Deda GrishajSeptember 20, 2020 05:54 am
Great news for everyone.
AnonSeptember 4, 2020 06:43 pm
Extend one year…?
Is this to be some Mickey Mouse type of RE-extension in one year less one day (ad infinitum)?
Eileen McDermottSeptember 4, 2020 12:58 pm
yes, that’s fixed, thanks.
Jack CopperSeptember 4, 2020 12:12 pm
Isn’t the link in the sentence beginning “Many have questioned…” intended to go to an IPWatchdog analysis? The link now goes to the original Perryman report.
MoocowSeptember 4, 2020 10:21 am
The “stockpiled patents” story must be one of the lamest arguments yet.

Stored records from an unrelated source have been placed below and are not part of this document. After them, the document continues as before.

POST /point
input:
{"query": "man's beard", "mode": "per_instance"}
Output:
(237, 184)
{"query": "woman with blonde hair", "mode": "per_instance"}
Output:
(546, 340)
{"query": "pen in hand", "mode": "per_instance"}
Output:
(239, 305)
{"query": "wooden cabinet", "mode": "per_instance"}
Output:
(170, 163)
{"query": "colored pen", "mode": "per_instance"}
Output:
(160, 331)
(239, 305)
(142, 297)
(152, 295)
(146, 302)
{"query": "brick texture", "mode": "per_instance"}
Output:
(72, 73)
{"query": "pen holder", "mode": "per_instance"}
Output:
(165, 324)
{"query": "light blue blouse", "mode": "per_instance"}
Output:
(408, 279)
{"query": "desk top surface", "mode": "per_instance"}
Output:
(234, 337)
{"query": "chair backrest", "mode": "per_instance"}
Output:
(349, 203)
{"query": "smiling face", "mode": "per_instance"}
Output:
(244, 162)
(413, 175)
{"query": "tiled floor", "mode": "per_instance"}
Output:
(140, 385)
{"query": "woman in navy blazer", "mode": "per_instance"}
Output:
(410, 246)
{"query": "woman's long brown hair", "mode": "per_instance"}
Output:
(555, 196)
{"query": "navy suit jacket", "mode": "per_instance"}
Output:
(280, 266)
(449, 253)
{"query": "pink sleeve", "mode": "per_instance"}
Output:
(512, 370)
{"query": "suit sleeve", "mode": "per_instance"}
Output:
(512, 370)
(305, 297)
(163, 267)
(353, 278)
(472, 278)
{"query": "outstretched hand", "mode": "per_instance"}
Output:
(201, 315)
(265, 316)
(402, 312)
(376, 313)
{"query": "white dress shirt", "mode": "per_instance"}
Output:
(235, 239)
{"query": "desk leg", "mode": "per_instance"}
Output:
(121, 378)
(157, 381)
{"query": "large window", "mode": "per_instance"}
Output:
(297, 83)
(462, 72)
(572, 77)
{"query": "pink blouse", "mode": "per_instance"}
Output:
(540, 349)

Even if there are such stockpiled patents, IPR proceedings are still available to challenge them all. Petitioners wouldn’t even have to wait until they’re sued for infringement. And to the extent they believe such patents are invalid under Section 101 (which is unavailable in IPR), they can invalidate such patents more quickly and cheaply in district court than in CBM proceedings.
Pro SaySeptember 3, 2020 07:12 pm
Transitional means transitional means transitional.
The letter to the Honorable Senator Tillis says it all:
“CBM should expire of disinterest, if not to eliminate a proceeding of questionable use, of illegitimate vintage, and of unjust intent.”
The time is up for this innovation albatross.
Let it die the unceremonious death it justly deserves.